4 days did little to nothing


----------



## inthepacific (Oct 21, 2012)

CookieM said:


> Why not both? I like HOB for media and flow current. I use sponge to keep all the good stuff there and never have to clean it.


well you should definitely squeeze that thing out once in a while. if theres too much gunk in it, it wont be as effective


----------



## sayurasem (Jun 17, 2011)

Ah okay, will put the hob back in. Btw is the sponge filter too big? It looks doesnt suck any debris that is floating around the water.


----------



## TankYouVeryMuch (Jul 5, 2013)

sayurasem said:


> Ah okay, will put the hob back in. Btw is the sponge filter too big? It looks doesnt suck any debris that is floating around the water.


You wont get a "thats too much filtration" answer here sir lol


I run a hob and sponge, best of both worlds


----------



## Soothing Shrimp (Nov 9, 2011)

dprais1 said:


> sponge filters provide a little mechanical filtration but will provide all the chemical filtration you need unless you are really overstocked.
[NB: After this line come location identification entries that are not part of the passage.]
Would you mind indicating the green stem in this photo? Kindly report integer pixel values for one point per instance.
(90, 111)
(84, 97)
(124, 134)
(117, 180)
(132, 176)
This is the best answer I saw up there. Sponges initially remove particles and clean the water of particles, after that the bio grows and they clean the water in a different way. Canister and HOBs remove particles better, but the bio filtration on sponges can't be beat and the shrimp love to pick off them.


----------



## lipadj46 (Apr 6, 2011)

That is a huge sponge filter for the tank, it should be more than enough. All my tanks are sponge only and I don't notice any need for mechanical filtration. Like mentioned above it is not cycled. You should take your sponge out an squeeze it in tank water every so often depending on the tank and how heavily it is fed.


----------



## inthepacific (Oct 21, 2012)

btw what is that thing holding your marimo called. haha


----------



## Sluuuder (Feb 7, 2012)

Attach the sponge filter to the HOB  thats what i did!


----------



## SBPyro (Dec 15, 2009)

inthepacific said:


> btw what is that thing holding your marimo called. haha


Looks like a Gush Crystal pod.


----------